I'm trying to proof the product rule for functions $f: R^{n} \to R$. There is already a good thread on this - total differential of $f+g$, $fg$ and $\frac fg$.
However, I am not sure about the last step, i.e. showing that $$\lim \limits_{h \to 0} \frac{(f(x+h)-f(x))dg_{x}(h)}{\lVert h \rVert}=0$$
As the other thread mentions in the comments
\begin{align} & \lim \limits_{h \to 0} \frac{(f(x+h)-f(x))dg_{x}(h)}{\lVert h \rVert} \\ & =\lim \limits_{h \to 0} (f(x+h)-f(x)) \lim \limits_{h \to 0} \frac{dg_{x}(h)}{\lVert h \rVert} \\ & \end{align}
and the first limit converges to $0$ by continuity of $f$ (since f is totally differentiable). So it remains to show that the second term is bounded.
But I am not sure how to do this.
I have given this another thought and have come up with a solution.

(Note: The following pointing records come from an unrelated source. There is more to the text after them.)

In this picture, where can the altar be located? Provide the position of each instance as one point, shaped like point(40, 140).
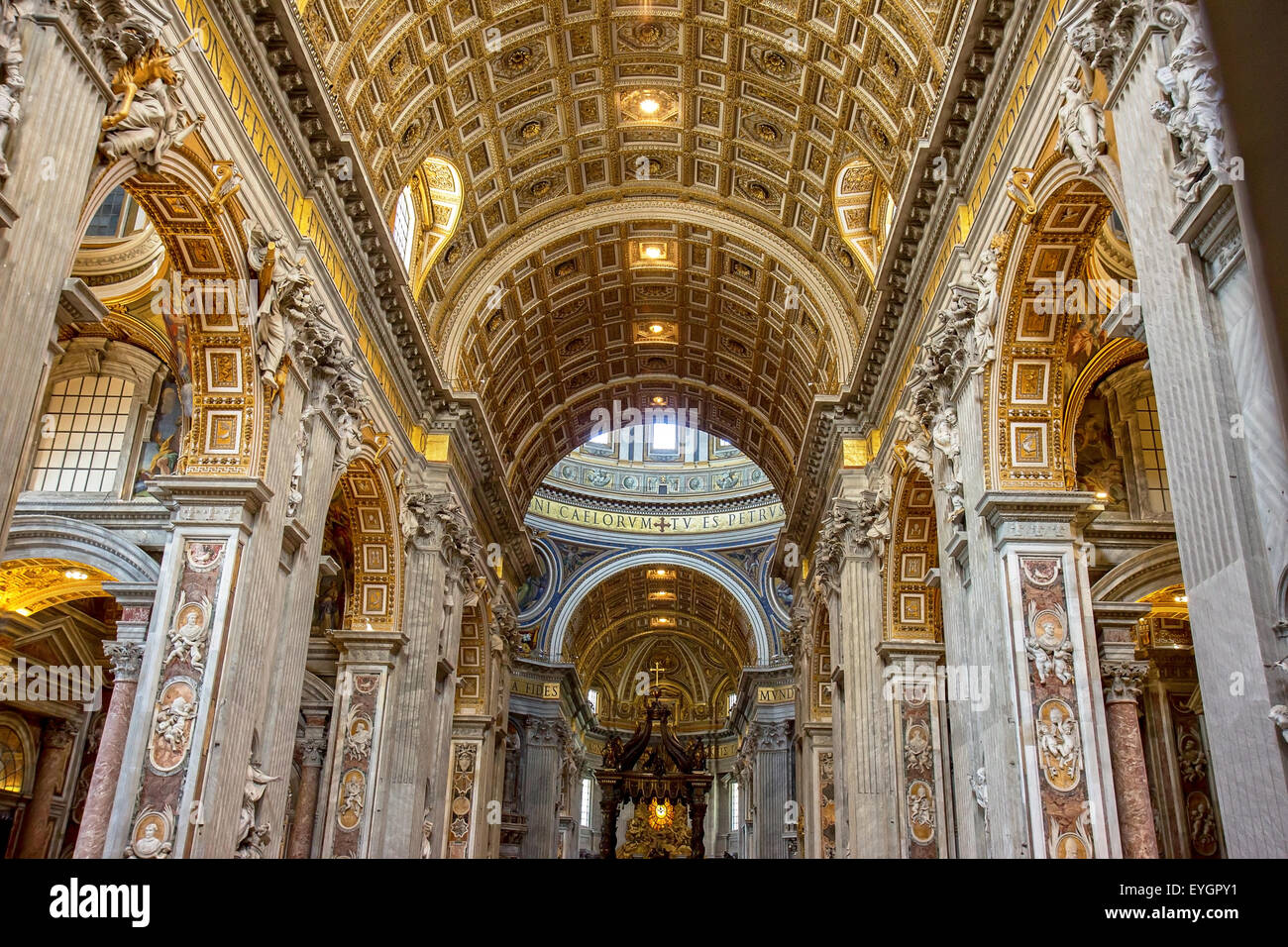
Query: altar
point(665, 780)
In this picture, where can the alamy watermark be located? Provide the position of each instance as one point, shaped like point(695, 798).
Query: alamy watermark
point(1076, 296)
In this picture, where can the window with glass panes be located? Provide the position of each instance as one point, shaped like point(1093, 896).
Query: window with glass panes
point(403, 219)
point(81, 434)
point(1154, 466)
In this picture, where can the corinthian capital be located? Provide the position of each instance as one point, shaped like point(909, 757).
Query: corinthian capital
point(1124, 681)
point(127, 659)
point(945, 352)
point(437, 519)
point(1102, 33)
point(857, 527)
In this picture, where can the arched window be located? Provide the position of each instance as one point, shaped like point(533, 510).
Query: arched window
point(404, 218)
point(11, 761)
point(82, 433)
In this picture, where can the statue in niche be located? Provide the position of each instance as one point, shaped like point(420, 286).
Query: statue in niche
point(1082, 125)
point(947, 438)
point(147, 119)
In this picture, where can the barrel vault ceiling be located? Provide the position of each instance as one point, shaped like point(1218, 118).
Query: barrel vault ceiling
point(576, 125)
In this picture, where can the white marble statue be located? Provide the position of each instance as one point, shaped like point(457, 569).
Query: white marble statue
point(1194, 115)
point(987, 305)
point(1082, 125)
point(12, 81)
point(172, 723)
point(252, 838)
point(147, 118)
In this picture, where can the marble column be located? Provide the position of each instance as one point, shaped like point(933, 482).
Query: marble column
point(359, 738)
point(51, 157)
point(55, 744)
point(313, 754)
point(1124, 678)
point(848, 561)
point(544, 741)
point(1222, 420)
point(439, 575)
point(772, 785)
point(127, 657)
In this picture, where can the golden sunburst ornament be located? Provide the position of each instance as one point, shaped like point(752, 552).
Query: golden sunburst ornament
point(661, 814)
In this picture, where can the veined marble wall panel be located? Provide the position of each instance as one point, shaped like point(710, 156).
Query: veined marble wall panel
point(184, 689)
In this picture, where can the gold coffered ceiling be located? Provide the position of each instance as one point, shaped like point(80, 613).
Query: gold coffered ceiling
point(579, 328)
point(683, 620)
point(738, 114)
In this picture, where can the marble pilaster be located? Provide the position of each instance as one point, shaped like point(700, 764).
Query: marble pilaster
point(441, 551)
point(359, 738)
point(848, 561)
point(312, 757)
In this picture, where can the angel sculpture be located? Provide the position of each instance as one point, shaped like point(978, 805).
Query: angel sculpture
point(1194, 114)
point(917, 449)
point(188, 638)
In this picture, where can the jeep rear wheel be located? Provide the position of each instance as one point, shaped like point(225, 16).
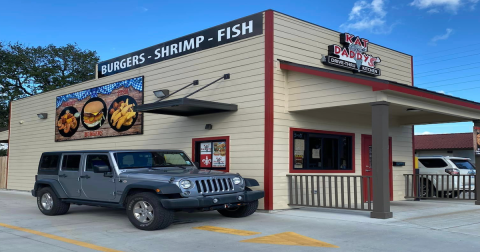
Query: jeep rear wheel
point(145, 212)
point(49, 204)
point(242, 211)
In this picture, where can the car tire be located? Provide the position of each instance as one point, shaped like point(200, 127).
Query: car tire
point(49, 204)
point(145, 212)
point(240, 212)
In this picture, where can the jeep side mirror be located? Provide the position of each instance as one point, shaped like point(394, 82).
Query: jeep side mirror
point(101, 168)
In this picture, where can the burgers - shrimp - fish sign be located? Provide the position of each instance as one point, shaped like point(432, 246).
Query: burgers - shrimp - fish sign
point(93, 114)
point(222, 34)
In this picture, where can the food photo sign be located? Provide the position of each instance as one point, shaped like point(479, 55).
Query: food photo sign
point(103, 111)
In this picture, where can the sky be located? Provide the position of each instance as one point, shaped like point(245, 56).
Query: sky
point(442, 35)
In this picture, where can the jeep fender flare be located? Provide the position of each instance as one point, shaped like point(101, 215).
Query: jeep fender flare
point(54, 184)
point(165, 188)
point(250, 182)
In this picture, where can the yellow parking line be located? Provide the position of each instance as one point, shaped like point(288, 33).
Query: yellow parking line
point(227, 230)
point(292, 239)
point(58, 238)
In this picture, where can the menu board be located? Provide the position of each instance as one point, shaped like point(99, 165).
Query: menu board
point(206, 154)
point(219, 154)
point(103, 111)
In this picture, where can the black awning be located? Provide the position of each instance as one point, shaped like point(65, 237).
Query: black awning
point(186, 107)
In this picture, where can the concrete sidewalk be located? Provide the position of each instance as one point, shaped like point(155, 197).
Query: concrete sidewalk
point(425, 225)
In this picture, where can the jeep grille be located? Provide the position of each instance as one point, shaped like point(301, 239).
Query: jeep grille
point(214, 185)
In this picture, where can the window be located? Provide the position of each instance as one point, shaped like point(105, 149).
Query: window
point(49, 162)
point(319, 151)
point(463, 164)
point(71, 162)
point(93, 160)
point(211, 153)
point(433, 162)
point(130, 160)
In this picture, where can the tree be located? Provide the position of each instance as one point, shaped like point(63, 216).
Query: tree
point(27, 70)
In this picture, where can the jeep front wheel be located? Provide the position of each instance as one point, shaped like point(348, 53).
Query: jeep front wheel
point(49, 204)
point(145, 212)
point(242, 211)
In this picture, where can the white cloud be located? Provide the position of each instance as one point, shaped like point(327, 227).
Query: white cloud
point(370, 16)
point(426, 133)
point(445, 36)
point(448, 5)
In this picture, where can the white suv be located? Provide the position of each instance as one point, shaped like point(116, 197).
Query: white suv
point(439, 176)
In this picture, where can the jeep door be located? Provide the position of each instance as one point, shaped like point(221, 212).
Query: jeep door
point(69, 174)
point(98, 186)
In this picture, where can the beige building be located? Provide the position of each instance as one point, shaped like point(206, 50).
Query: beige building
point(300, 99)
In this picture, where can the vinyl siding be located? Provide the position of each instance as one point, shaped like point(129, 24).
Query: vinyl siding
point(244, 60)
point(304, 43)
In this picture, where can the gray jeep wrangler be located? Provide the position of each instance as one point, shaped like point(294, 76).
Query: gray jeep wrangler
point(150, 184)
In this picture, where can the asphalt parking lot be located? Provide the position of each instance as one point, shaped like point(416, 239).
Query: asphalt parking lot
point(425, 225)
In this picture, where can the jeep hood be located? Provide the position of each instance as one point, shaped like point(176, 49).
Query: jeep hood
point(167, 173)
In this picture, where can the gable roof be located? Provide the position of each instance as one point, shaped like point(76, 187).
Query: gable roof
point(444, 141)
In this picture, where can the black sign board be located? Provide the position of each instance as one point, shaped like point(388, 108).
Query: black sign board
point(222, 34)
point(352, 55)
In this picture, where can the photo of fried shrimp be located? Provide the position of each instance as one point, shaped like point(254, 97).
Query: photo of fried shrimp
point(121, 114)
point(67, 123)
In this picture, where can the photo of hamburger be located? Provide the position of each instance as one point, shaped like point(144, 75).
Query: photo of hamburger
point(93, 113)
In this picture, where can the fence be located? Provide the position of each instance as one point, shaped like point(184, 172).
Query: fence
point(3, 172)
point(330, 191)
point(439, 186)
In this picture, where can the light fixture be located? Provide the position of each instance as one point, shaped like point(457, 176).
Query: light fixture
point(161, 93)
point(42, 115)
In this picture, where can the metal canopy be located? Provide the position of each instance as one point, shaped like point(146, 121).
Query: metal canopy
point(186, 107)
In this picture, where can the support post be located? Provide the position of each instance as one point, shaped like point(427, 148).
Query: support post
point(476, 123)
point(380, 161)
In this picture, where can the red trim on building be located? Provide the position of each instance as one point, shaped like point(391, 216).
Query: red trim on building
point(378, 86)
point(291, 170)
point(8, 150)
point(227, 155)
point(268, 145)
point(413, 126)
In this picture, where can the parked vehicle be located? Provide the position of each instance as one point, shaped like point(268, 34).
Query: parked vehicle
point(150, 184)
point(444, 176)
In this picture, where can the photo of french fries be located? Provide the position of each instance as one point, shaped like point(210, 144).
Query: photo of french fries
point(121, 114)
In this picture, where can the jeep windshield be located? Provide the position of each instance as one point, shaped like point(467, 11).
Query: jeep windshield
point(463, 164)
point(151, 159)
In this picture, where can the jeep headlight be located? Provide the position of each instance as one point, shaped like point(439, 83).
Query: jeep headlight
point(186, 184)
point(237, 180)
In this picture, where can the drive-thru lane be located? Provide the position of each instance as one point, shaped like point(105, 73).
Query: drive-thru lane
point(295, 230)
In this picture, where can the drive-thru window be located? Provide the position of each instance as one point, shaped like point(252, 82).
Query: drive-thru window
point(269, 96)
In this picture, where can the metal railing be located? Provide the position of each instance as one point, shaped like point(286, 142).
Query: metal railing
point(330, 191)
point(439, 186)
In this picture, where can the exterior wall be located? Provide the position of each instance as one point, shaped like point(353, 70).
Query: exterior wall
point(4, 135)
point(243, 59)
point(358, 124)
point(456, 153)
point(305, 43)
point(298, 96)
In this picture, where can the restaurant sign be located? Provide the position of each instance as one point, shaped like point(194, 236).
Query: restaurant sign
point(476, 140)
point(102, 111)
point(222, 34)
point(352, 55)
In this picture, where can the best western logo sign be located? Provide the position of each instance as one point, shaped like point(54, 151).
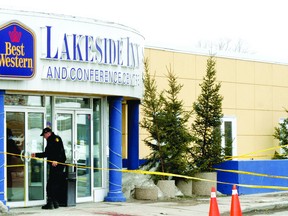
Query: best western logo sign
point(17, 51)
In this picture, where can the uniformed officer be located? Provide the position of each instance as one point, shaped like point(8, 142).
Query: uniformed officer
point(55, 153)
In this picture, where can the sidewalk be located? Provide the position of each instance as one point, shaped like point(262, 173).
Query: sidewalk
point(174, 207)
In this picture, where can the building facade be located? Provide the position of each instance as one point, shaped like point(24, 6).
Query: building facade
point(254, 92)
point(74, 75)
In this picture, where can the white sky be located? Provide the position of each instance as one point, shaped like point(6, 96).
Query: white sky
point(180, 24)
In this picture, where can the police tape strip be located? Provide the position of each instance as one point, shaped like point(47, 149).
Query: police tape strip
point(144, 172)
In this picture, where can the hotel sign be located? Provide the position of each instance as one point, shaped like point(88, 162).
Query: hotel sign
point(17, 51)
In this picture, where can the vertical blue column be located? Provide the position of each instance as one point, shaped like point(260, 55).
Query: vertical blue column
point(115, 193)
point(2, 156)
point(133, 134)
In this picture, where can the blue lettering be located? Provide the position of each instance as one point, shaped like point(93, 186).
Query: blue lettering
point(65, 47)
point(64, 73)
point(76, 47)
point(98, 48)
point(112, 50)
point(49, 73)
point(72, 72)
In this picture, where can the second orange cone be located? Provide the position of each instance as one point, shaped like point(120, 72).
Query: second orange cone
point(214, 210)
point(235, 203)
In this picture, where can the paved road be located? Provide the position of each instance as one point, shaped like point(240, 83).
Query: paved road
point(259, 204)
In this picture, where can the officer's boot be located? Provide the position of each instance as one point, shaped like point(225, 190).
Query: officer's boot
point(49, 204)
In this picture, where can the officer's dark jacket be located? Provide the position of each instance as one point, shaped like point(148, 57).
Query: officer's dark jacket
point(54, 151)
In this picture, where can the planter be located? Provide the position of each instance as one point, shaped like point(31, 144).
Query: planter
point(167, 187)
point(204, 187)
point(185, 187)
point(146, 193)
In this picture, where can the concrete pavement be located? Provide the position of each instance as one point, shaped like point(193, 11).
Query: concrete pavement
point(173, 207)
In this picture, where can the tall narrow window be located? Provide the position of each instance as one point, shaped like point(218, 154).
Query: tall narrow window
point(228, 129)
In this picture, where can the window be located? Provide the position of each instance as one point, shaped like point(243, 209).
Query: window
point(229, 143)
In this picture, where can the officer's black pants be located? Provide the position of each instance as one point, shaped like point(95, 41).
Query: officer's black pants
point(54, 181)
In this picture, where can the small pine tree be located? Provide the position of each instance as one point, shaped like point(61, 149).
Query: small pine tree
point(166, 121)
point(177, 137)
point(207, 150)
point(152, 105)
point(281, 133)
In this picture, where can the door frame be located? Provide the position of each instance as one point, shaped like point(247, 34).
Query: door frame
point(26, 202)
point(74, 113)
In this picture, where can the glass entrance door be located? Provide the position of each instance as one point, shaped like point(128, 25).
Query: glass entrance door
point(24, 177)
point(75, 130)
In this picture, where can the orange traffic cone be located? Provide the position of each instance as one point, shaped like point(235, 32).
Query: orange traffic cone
point(235, 204)
point(213, 211)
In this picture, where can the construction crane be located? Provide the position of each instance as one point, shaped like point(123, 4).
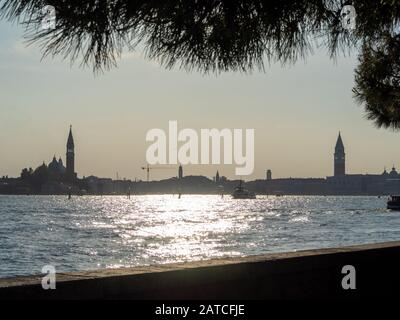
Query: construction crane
point(148, 169)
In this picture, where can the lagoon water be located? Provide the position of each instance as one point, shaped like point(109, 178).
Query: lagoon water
point(93, 232)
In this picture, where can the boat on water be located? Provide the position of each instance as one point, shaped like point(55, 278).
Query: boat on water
point(393, 203)
point(241, 193)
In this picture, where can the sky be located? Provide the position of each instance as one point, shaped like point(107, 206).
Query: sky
point(296, 112)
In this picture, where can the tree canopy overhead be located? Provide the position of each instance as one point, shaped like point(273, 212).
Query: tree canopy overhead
point(226, 35)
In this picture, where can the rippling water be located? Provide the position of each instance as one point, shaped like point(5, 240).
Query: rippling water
point(108, 232)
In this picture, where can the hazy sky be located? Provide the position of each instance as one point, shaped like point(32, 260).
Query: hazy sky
point(296, 112)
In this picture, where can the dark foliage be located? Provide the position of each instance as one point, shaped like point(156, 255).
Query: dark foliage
point(223, 35)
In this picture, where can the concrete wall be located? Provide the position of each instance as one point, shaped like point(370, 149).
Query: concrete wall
point(296, 275)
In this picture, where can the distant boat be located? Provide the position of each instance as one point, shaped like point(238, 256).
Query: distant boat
point(393, 203)
point(242, 193)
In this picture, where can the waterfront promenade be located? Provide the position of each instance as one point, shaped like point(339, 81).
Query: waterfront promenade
point(295, 275)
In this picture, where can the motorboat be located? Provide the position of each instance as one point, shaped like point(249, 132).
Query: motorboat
point(241, 193)
point(393, 203)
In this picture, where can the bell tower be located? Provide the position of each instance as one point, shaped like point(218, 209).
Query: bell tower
point(70, 157)
point(339, 158)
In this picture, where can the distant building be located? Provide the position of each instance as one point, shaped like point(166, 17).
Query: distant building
point(180, 172)
point(217, 177)
point(339, 158)
point(70, 174)
point(56, 168)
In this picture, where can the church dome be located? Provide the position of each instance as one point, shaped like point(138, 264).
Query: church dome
point(56, 167)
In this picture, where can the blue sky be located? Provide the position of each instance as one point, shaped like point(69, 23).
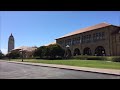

Since $dg_{x}(h)$ is a linear map on a finite-dimensional vector space, it is a bounded linear operator which means that $\lvert dg_{x}(h)\rvert<C \|h\|, C \in \mathbb{R}$ for all $h$ (see https://en.wikipedia.org/wiki/Discontinuous_linear_map).
Therefore, $\frac{dg_{x}(h)}{\|h\|} \leq \frac{\lvert dg_{x}(h)\rvert}{\|h\|}<C$.